Value: Two positive integers c(nbrOfCells, nbrOfArrays)
Default: c(5000, 1)
Get: getOption(aromaSettings, "models/RmaPlm/skipThreshold")
Set: setOption(aromaSettings, "models/RmaPlm/skipThreshold", c(integer, integer))

Applies to: Fitting an RmaPlm model.

Description: This setting specifies when a probeset is skipped.  A probeset (unit group) is not fitted if the number of arrays analyzed is (strictly) greater than 'nbrOfCells' and the number of cells in the unit is (strictly) greater than 'nbrOfCells'.

Motivation: For some CDFs there exists probesets with an extremely large number of cells and that will take a long time to fit. Such probesets have often no biological meaning, e.g. they contain cells that did not map to the genome or map to multiple places.  This setting provides a convenient way to skip such probesets.

 

Rule settings

rules/allowAsciiCdfs

Value: TRUE or FALSE.
Default: FALSE
Get: getOption(aromaSettings, "rules/allowAsciiCdfs")
Set: setOption(aromaSettings, "rules/allowAsciiCdfs", logical)

Applies to: Using/setting a CDF of an AffymetrixCelSet.

Description: This setting is used to prevent the usage of ASCII CDFs, because they are really slow to work with and the memory overhead is large.  When it is FALSE (default), only binary CDFs are accepted and an error will be thrown if an ASCII CDF is used.  If TRUE, ASCII CDFs are accepted.

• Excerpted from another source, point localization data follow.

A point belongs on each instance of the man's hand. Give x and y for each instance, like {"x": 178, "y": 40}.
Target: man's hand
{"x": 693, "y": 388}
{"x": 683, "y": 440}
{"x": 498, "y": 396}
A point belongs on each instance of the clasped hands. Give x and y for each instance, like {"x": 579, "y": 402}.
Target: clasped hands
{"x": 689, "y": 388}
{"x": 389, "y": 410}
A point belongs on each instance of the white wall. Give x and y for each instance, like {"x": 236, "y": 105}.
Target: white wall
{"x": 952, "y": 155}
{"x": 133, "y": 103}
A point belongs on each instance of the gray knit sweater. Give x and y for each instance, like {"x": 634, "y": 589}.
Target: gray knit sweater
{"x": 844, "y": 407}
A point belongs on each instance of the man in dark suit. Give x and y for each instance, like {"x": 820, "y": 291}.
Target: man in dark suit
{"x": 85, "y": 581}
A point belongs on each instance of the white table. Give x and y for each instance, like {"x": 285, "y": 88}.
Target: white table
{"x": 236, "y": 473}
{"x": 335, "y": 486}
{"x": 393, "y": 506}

Comment: Do not use ASCII CDFs unless really necessary.  Instead, convert existing ASCII CDFs into binary ones.

 

Display output settings

output/checksum

Value: TRUE or FALSE.
Default: FALSE
Get: getOption(aromaSettings, "output/checksum")
Set: setOption(aromaSettings, "output/checksum", logical)

Description: NOT IMPLEMENTED

output/path

Value: TRUE or FALSE.
Default: TRUE
Get: getOption(aromaSettings, "output/path")
Set: setOption(aromaSettings, "output/path", logical)

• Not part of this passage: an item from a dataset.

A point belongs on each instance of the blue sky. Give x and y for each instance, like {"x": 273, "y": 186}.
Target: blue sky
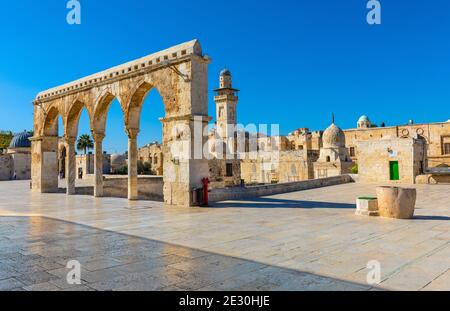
{"x": 295, "y": 61}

Description: NOT IMPLEMENTED

output/ram

Value: TRUE or FALSE.
Default: TRUE
Get: getOption(aromaSettings, "output/ram")
Set: setOption(aromaSettings, "output/ram", logical)

Description: NOT IMPLEMENTED

output/timestampsThreshold

Value: An integer (including Inf).
Default: 500
Get: getOption(aromaSettings, "output/timestampsThreshold")
Set: setOption(aromaSettings, "output/timestampsThreshold", integer)

Applies: To the print() output of an AffymetrixCelSet.

Description: When calling print() on an AffymetrixCelSet, the range of time stamps of all CEL files is reported.  This requires that the header of each CEL file is queried, which might takes a lot of time if the data set is large.  This setting allows you to specify the maximum number of arrays for which the time stamp range should be reported.  If the data set contains more arrays, the time stamps are neither queried nor reported, which will be much faster for large data sets.